Normaly when we declare a refrence like String s; it is created as a normal variable just like int , float but this type of variable hold the memory address ( it similar concept as pointers in C language) but when we use s = new String("abc");, it creates an object in heap and assign that address to the reference variable s.
In Java byte code, all Objects are stored as Objects. Explicit type-checking is added when needed. So for example this Java function
public Integer getValue(Object number){
int i = ((Number) number).toInt();
return new Integer(i);
}
is translated to a bytecode like this:
(accepts java.lang.Object, returns java.lang.Integer)
-read the first argument as an Object
-if the value is not a Number, raise an exception
-call the virtual method toInt(java.lang.Integer) of the value
and remember the int result
-use the value as an int argument
-instantiate a new java.lang.Integer
-call the constructor(int) of java.lang.Integer on the new number,
getting an Object back
[since the declared return value of Number.toInt is the same
as the return value of our function, no type checking is needed]
-return the value
So, types of unused variables get stripped out by the compiler. Types of public and protected fields are stored with its class.
The runtime type of an Object is stored with the object. In C++, it is a pointer to the Virtual Method Table. In Java, it is as a 16-bit index into the table of all loaded classes.
The Java class file stores an index of all dependent classes in a similar table. Only the class names are stored here. All field descriptions then point to this table.
So, when you write String s = new String("abc") (or even String s = "abc"), your class stores:
it is dependent on the class java.lang.String in the table of dependencies
"abc" in the table of String literals
your method loading a String literal by ID
(in the first case) your method calling a constructor of its first dependent class (String) with the first dependent class (String) as an argument.
the compiler can prove storing the new String in a String variable is safe, so it skips the type checking.
A class can be loaded as soon as it is referenced, or as late as its first use (in which case it is refered to by its depending class and ID within the class). I think the latter is always the case nowadays.
When a class is loaded:
-its class loader is asked to retreive the class by its name.
-(in the case of the system loader) the class loader looks
for the corresponding file in the program JAR, in the system library
and in all libraries referenced.
-the byte stream is then decoded into a structure in memory
-(in the case of early loading) all dependent classes are loaded recursively
if not already loaded
-it is stored in the class table
-(in the case of late loading) its static initialiser is run
(possibly loading more classes in the process).

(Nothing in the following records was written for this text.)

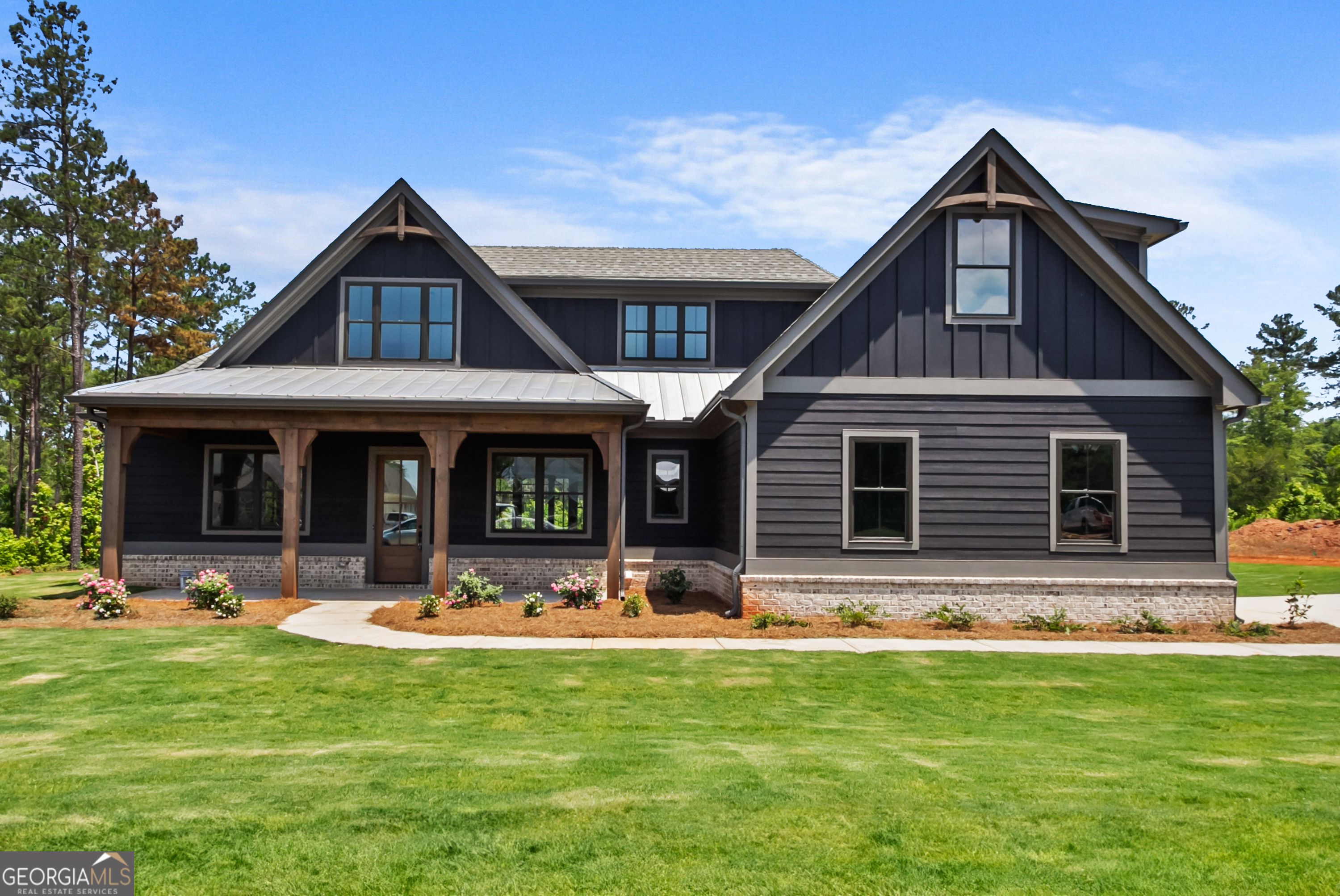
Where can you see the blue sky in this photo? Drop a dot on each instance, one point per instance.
(812, 126)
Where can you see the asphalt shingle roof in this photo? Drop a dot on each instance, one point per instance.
(595, 263)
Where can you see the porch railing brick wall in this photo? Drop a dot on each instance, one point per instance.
(1184, 600)
(160, 571)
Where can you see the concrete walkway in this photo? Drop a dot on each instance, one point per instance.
(348, 623)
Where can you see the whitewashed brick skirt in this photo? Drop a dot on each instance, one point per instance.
(705, 575)
(1093, 600)
(244, 571)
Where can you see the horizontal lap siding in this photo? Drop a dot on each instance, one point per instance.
(490, 338)
(985, 473)
(1068, 327)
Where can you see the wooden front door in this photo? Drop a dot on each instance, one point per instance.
(400, 519)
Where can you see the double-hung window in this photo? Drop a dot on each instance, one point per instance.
(879, 489)
(668, 486)
(666, 333)
(246, 490)
(1089, 492)
(542, 493)
(398, 321)
(984, 250)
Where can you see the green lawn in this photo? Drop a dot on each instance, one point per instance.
(1261, 580)
(250, 761)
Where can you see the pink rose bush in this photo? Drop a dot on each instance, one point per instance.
(106, 598)
(211, 590)
(581, 592)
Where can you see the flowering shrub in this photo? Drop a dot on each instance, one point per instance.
(106, 598)
(583, 592)
(211, 590)
(472, 590)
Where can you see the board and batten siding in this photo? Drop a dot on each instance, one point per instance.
(1071, 329)
(490, 338)
(984, 473)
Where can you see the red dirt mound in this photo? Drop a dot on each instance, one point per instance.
(1307, 541)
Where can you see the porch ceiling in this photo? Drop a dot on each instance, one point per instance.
(366, 388)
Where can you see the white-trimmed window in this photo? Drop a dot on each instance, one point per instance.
(539, 493)
(1089, 492)
(984, 267)
(881, 492)
(668, 486)
(400, 321)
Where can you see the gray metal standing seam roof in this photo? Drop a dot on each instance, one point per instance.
(598, 263)
(370, 388)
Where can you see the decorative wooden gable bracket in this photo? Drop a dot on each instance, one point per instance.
(991, 197)
(400, 228)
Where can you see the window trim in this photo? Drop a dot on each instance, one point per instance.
(684, 485)
(589, 528)
(342, 322)
(666, 362)
(1122, 544)
(1016, 279)
(913, 439)
(205, 529)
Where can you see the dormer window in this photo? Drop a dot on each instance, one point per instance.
(984, 267)
(400, 321)
(666, 333)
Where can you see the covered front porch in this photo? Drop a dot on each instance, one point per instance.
(372, 500)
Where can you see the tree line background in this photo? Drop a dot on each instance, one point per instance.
(100, 286)
(97, 286)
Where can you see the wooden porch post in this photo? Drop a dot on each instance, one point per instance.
(117, 445)
(293, 448)
(440, 449)
(614, 464)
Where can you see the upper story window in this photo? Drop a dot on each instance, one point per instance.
(398, 321)
(666, 333)
(984, 267)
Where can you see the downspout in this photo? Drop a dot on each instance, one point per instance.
(737, 595)
(624, 502)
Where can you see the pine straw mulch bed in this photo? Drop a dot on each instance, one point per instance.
(700, 616)
(148, 614)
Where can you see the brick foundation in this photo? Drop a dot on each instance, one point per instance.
(244, 571)
(705, 575)
(1090, 600)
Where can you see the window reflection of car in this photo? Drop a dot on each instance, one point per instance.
(1087, 517)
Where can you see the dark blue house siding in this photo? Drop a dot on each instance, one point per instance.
(745, 329)
(1070, 329)
(490, 338)
(984, 473)
(589, 326)
(701, 528)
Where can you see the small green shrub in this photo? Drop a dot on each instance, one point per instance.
(1298, 602)
(1147, 623)
(959, 618)
(676, 584)
(1237, 628)
(1054, 623)
(764, 620)
(473, 590)
(532, 606)
(855, 615)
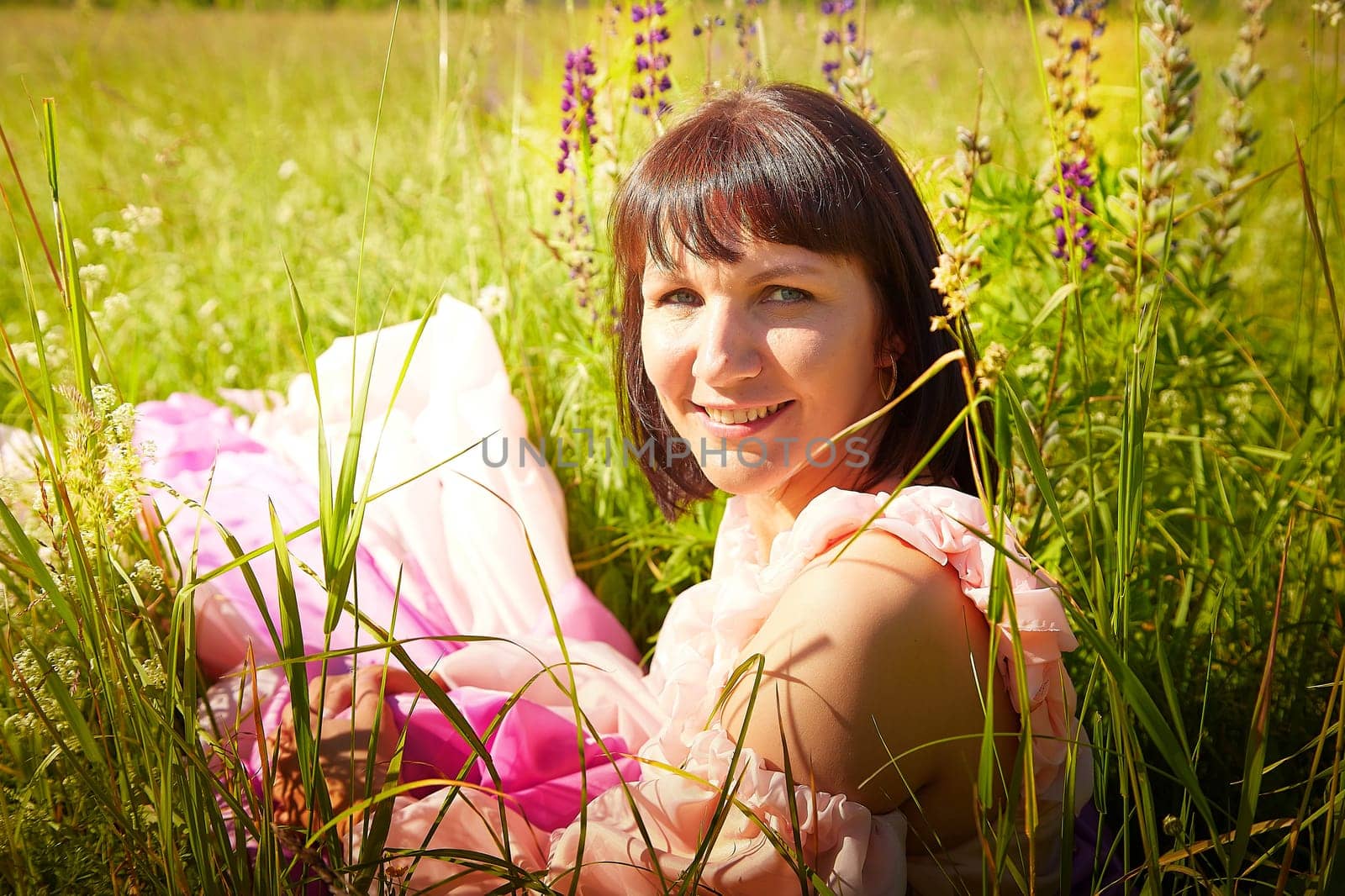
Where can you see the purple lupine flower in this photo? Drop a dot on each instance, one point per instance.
(576, 98)
(649, 85)
(833, 37)
(1073, 208)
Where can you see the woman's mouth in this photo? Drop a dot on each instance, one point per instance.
(740, 421)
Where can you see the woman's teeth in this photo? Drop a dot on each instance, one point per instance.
(741, 416)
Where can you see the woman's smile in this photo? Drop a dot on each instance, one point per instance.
(767, 356)
(740, 420)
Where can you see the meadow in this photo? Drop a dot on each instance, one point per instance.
(1167, 373)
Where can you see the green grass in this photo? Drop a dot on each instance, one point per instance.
(1183, 478)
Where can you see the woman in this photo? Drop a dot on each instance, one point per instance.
(773, 261)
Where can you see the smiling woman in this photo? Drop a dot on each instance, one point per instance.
(894, 735)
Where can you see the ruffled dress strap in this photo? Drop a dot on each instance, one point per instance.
(690, 761)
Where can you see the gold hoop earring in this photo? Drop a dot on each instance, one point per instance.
(892, 389)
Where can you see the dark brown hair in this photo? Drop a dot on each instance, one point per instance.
(790, 165)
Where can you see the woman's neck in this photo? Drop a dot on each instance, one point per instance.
(773, 512)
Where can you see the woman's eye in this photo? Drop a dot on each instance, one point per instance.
(678, 298)
(790, 295)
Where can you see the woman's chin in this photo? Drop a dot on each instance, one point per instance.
(739, 478)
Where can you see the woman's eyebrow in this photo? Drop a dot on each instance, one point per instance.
(786, 269)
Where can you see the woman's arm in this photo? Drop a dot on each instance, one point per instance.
(872, 658)
(347, 754)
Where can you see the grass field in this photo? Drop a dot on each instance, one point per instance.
(1177, 440)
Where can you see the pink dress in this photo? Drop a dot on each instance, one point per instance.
(462, 559)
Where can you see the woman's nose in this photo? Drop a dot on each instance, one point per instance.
(726, 350)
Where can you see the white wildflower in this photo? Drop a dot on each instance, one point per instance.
(141, 217)
(116, 304)
(104, 398)
(992, 365)
(93, 275)
(123, 421)
(148, 575)
(493, 299)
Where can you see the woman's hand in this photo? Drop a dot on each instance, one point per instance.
(346, 750)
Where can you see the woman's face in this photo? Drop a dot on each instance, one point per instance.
(762, 358)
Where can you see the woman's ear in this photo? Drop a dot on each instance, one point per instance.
(889, 353)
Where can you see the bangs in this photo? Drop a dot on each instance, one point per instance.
(787, 185)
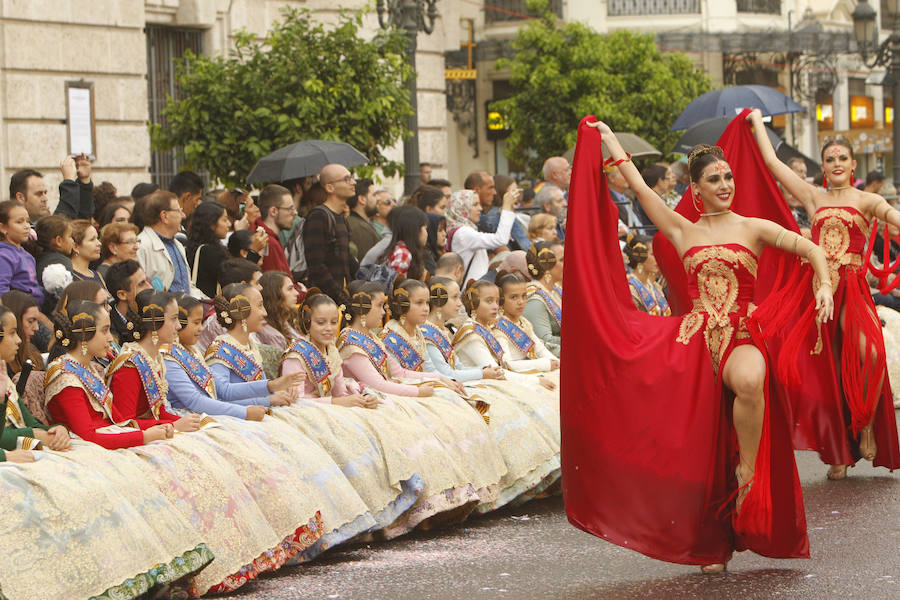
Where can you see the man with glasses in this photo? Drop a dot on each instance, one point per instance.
(362, 206)
(326, 236)
(384, 204)
(276, 212)
(160, 254)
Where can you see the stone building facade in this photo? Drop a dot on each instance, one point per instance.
(124, 49)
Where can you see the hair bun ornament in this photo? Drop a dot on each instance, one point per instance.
(401, 297)
(439, 294)
(704, 149)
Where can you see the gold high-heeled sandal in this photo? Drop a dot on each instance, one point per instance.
(867, 446)
(714, 568)
(837, 472)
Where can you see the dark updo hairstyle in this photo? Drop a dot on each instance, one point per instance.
(314, 298)
(472, 294)
(401, 295)
(186, 303)
(75, 322)
(232, 305)
(148, 313)
(19, 302)
(4, 310)
(438, 291)
(541, 258)
(202, 229)
(427, 196)
(505, 278)
(47, 229)
(701, 156)
(362, 293)
(637, 249)
(837, 141)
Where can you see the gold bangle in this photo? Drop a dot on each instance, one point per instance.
(780, 238)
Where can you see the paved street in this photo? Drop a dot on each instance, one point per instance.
(533, 553)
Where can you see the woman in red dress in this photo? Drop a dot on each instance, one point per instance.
(858, 422)
(678, 447)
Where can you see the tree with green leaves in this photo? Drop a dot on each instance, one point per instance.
(303, 80)
(563, 71)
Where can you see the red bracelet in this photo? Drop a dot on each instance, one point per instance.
(609, 161)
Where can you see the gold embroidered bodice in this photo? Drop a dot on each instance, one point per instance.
(721, 283)
(840, 231)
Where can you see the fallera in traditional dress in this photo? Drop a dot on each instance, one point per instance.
(202, 482)
(544, 311)
(288, 474)
(128, 512)
(530, 460)
(450, 486)
(475, 345)
(649, 448)
(368, 455)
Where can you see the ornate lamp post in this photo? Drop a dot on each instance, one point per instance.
(886, 54)
(412, 16)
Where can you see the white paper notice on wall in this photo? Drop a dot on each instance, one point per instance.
(80, 119)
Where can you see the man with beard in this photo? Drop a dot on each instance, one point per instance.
(363, 206)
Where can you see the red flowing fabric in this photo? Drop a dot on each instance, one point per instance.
(820, 415)
(648, 449)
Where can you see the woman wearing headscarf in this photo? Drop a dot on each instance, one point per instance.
(463, 236)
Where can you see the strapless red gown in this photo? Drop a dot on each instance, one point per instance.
(649, 450)
(829, 421)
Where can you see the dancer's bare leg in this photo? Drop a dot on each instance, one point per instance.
(745, 374)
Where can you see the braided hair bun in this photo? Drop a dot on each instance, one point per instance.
(439, 291)
(232, 305)
(75, 322)
(541, 258)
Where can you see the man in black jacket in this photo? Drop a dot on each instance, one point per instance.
(124, 280)
(76, 190)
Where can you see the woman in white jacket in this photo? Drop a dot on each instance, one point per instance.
(463, 236)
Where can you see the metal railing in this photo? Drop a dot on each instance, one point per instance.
(499, 11)
(622, 8)
(164, 46)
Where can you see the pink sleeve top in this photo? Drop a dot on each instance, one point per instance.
(361, 369)
(307, 389)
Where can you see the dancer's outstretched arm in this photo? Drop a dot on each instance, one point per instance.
(793, 183)
(669, 222)
(774, 234)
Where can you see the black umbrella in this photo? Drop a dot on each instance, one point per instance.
(303, 159)
(786, 152)
(731, 100)
(709, 131)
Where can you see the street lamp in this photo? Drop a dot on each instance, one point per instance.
(886, 54)
(412, 16)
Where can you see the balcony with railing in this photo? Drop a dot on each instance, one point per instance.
(769, 7)
(502, 11)
(624, 8)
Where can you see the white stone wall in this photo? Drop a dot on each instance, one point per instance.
(48, 42)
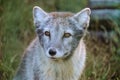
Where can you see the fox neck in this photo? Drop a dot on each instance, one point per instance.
(70, 68)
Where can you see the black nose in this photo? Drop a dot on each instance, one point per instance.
(52, 52)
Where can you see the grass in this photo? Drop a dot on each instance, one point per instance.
(17, 31)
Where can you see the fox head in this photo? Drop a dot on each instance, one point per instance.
(60, 32)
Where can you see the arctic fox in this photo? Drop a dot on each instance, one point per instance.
(58, 52)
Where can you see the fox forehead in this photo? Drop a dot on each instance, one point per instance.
(57, 19)
(61, 14)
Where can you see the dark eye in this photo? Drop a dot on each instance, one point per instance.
(66, 35)
(47, 33)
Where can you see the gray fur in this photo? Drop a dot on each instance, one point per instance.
(69, 60)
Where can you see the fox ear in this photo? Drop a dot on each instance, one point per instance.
(83, 17)
(38, 14)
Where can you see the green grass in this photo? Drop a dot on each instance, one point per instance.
(17, 31)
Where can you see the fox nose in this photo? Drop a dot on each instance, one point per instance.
(52, 52)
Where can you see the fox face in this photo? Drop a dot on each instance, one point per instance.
(60, 32)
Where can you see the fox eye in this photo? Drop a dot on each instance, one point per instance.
(47, 33)
(66, 35)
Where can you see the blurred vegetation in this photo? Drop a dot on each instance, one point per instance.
(17, 30)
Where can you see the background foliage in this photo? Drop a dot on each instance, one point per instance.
(17, 30)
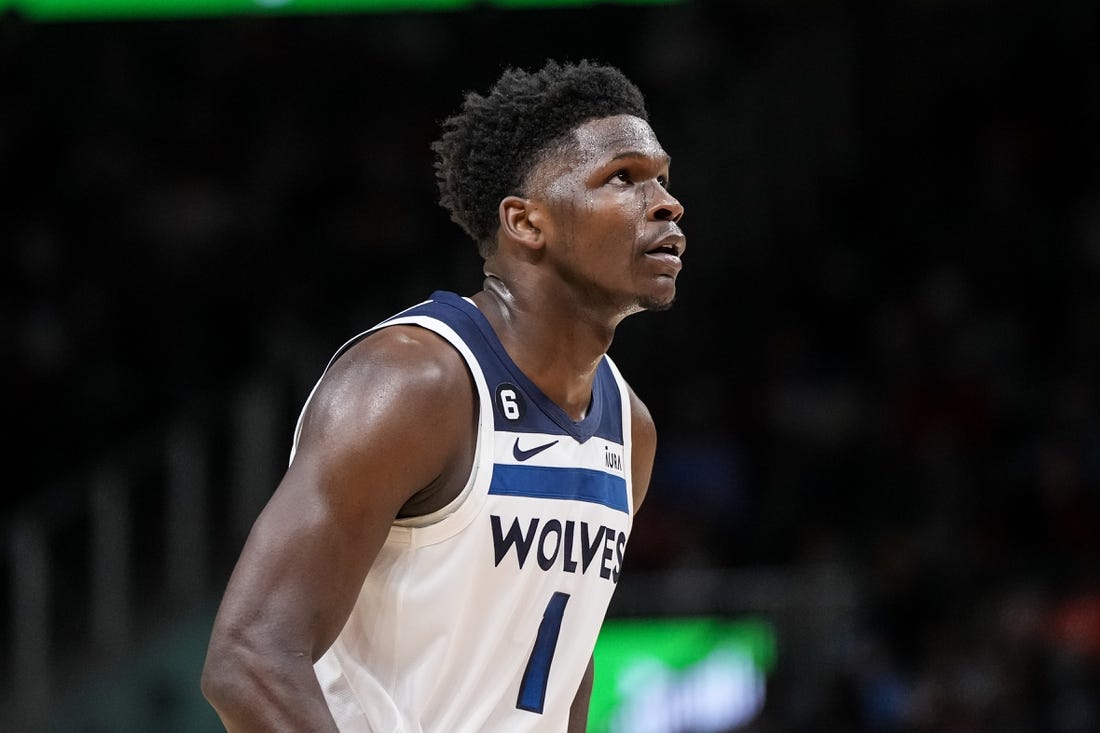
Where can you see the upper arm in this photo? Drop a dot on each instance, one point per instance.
(362, 453)
(644, 448)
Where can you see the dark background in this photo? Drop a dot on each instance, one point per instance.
(883, 359)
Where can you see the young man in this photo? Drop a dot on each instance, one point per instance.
(441, 550)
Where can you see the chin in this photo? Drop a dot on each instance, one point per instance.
(657, 304)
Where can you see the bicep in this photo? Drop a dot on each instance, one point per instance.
(361, 455)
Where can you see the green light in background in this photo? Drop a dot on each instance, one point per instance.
(667, 675)
(46, 10)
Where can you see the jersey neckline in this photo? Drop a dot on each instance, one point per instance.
(580, 429)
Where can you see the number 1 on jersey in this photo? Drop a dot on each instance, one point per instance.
(532, 687)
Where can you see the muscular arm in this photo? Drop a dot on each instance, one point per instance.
(362, 456)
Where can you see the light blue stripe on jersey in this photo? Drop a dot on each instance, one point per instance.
(546, 482)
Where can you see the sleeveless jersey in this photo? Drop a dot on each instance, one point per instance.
(483, 615)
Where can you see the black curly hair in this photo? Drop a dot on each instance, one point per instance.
(488, 148)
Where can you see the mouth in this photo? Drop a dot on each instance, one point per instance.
(667, 252)
(673, 244)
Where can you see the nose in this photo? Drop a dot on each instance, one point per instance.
(664, 207)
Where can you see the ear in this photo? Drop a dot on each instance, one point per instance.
(519, 219)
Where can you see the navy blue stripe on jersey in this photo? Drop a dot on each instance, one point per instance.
(471, 325)
(571, 483)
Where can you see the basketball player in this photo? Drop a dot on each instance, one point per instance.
(442, 548)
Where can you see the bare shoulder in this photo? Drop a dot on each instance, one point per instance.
(398, 364)
(644, 447)
(397, 407)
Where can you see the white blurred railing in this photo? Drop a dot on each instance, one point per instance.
(94, 565)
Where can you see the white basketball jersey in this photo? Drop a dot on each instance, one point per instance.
(483, 616)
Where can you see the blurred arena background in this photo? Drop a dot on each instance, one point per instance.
(878, 481)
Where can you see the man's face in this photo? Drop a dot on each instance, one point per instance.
(612, 228)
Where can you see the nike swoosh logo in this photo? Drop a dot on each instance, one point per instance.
(521, 455)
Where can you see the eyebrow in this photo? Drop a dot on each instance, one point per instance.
(663, 159)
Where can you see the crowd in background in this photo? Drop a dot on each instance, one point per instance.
(886, 354)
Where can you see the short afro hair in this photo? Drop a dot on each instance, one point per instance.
(487, 149)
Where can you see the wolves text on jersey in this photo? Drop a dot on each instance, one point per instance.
(570, 545)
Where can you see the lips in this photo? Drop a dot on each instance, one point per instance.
(672, 244)
(668, 250)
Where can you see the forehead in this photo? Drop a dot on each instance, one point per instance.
(609, 137)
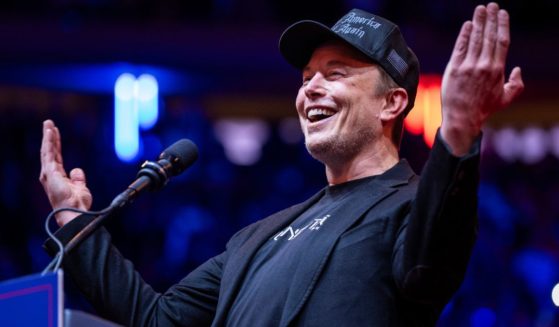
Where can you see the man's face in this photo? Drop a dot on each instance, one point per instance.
(338, 104)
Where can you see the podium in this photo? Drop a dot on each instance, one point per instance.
(38, 300)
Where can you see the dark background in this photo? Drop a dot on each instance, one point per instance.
(217, 61)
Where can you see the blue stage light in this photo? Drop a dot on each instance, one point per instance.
(136, 105)
(126, 139)
(148, 94)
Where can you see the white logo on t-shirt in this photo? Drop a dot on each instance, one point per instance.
(293, 233)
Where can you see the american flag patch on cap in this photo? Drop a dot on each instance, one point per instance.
(397, 62)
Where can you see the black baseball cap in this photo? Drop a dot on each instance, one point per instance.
(377, 38)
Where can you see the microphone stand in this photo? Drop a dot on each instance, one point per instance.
(82, 235)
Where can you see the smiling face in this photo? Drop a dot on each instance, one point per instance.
(338, 104)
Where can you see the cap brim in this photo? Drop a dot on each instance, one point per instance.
(298, 41)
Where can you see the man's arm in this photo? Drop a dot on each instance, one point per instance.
(437, 237)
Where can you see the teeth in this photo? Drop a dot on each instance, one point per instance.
(317, 113)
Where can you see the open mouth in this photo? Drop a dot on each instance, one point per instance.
(317, 114)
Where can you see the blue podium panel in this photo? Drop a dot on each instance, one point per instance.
(32, 300)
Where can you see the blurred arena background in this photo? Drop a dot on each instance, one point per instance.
(222, 83)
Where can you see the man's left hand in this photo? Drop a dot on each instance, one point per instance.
(474, 85)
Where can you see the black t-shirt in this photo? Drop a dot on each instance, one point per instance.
(267, 280)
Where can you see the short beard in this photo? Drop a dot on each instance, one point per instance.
(340, 149)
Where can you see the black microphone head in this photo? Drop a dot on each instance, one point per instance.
(181, 155)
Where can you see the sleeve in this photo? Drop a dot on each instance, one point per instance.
(118, 292)
(437, 236)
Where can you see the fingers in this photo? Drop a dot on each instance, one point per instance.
(503, 36)
(77, 176)
(461, 45)
(51, 157)
(513, 87)
(490, 32)
(476, 39)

In C++, none of the class loading takes place, as all user classes and most libraries are stored in the program as a mere virtual method table and the corresponding method. All of the system functions (not classes) can still be stored in a DLL (in case of Windows) or a similar file and loaded by the library at runtime. If a type checking is implied by an explicit type-cast, it is performed on the virtual method table. Also note that C++ did not have a type checking mechanism for a while.